Thursday, June 9, 2011

Ottoman Conversions

Given the heated atmosphere (to put it mildly) which attends any discussion of Islam today, it is only too easy to fall into simplistic categories when treating religious minorities in Islamic territories, both historic and current. Emerging scholarship, some touched on previously, is helping us to get a better picture of the relations between Jews and Christians on the one hand, and Muslims on the other, in territories under the latter's jurisdiction. Two recent books, both from Stamford University Press, shed welcome light:

Tijana Krstic, Contested Conversions to Islam: Narratives of Religious Change in the Early Modern Ottoman Empire (Stamford University Press, 2011), 280pp.

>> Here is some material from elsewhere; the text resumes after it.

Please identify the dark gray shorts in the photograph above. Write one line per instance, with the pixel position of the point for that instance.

About this book the publisher tells us:
This book explores how Ottoman Muslims and Christians understood the phenomenon of conversion to Islam from the 15th to the 17th centuries, when the Ottoman Empire was at the height of its power and conversions to Islam peaked. Because the Ottomans ruled over a large non-Muslim population and extended greater opportunities to converts than to native-born Muslims, conversion to Islam was a contentious subject for all communities, especially Muslims themselves. By producing narratives about conversion, Ottoman Muslim and Christian authors sought to define the boundaries and membership of their communities while promoting their own religious and political agendas. Krstic argues that the production and circulation of narratives about conversion to Islam was central to the articulation of Ottoman imperial identity and Sunni Muslim "orthodoxy" in the long 16th century.

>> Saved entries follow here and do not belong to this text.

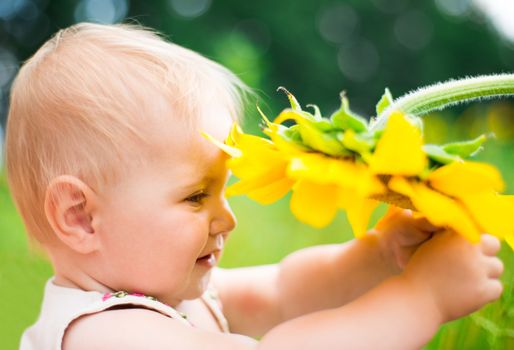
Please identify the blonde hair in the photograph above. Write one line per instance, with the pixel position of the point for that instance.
(78, 107)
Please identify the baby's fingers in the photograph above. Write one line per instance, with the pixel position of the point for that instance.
(490, 245)
(493, 290)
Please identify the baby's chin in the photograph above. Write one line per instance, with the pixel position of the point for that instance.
(196, 287)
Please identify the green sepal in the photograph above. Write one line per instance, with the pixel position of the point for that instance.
(345, 119)
(325, 142)
(317, 112)
(416, 121)
(437, 154)
(291, 135)
(295, 105)
(362, 143)
(465, 148)
(385, 101)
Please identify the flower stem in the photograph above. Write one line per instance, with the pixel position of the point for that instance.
(442, 95)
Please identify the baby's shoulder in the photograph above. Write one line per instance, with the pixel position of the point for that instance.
(139, 328)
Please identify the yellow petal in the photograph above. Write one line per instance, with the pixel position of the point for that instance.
(492, 212)
(437, 208)
(259, 157)
(399, 150)
(510, 241)
(325, 170)
(231, 151)
(272, 192)
(457, 179)
(314, 204)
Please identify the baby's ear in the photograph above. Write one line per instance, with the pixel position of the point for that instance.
(69, 207)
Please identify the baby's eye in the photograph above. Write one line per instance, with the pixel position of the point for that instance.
(197, 198)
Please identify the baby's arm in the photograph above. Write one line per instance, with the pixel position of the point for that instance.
(446, 279)
(318, 278)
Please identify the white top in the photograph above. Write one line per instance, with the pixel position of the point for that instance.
(62, 305)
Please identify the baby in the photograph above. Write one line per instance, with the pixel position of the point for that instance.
(113, 179)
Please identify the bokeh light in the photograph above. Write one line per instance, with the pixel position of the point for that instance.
(413, 29)
(101, 11)
(359, 61)
(190, 8)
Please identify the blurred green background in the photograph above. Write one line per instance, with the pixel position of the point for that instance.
(316, 49)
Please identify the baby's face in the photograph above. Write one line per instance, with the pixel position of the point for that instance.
(165, 223)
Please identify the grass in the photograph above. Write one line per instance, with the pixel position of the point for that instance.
(264, 235)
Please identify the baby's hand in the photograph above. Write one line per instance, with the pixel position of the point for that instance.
(400, 234)
(459, 277)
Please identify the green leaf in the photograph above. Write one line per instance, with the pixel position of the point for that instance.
(439, 155)
(292, 100)
(345, 119)
(292, 136)
(385, 101)
(317, 112)
(465, 148)
(318, 140)
(361, 143)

Placing the evolution of Ottoman attitudes toward conversion and converts in the broader context of Mediterranean-wide religious trends and the Ottoman rivalry with the Habsburgs and Safavids, Contested Conversions to Islam also introduces new sources, such as first-person conversion narratives and Orthodox Christian neomartyologies, to reveal the interplay of individual, (inter)communal, local, and imperial initiatives that influenced the process of conversion.
Chapters 5 and 6 will be of especial interest, focused as they are on Orthodox martyrs and "neomartyrs." I look forward to seeing this reviewed in Logos: A Journal of Eastern Christian Studies.

The second book covering the area is

Amit Bein, Ottoman Ulema, Turkish Republic: Agents of Change and Guardians of Tradition (SUP, 2011), 224pp.

About this book the publisher says:

To better understand the diverse inheritance of Islamic movements in present-day Turkey, we must take a closer look at the religious establishment, the ulema, during the first half of the twentieth century. During the closing years of the Ottoman Empire and the early decades of the Republic of Turkey, the spread of secularist and anti-religious ideas had a major impact on the views and political leanings of the ulema. This book explores the intellectual debates and political movements of the religious establishment during this time.
Bein reveals how competing visions of development influenced debates about reforms in religious education and the modernization of the medreses. He also explores the reactions and changing attitudes of Islamic intellectuals to the religious policies of the secular republic, and provides a better understanding of the changes in the relationship between religion and state. Exposing division within the religious establishment, this book illuminates the ulema's long-lasting legacies still in evidence in Turkey today.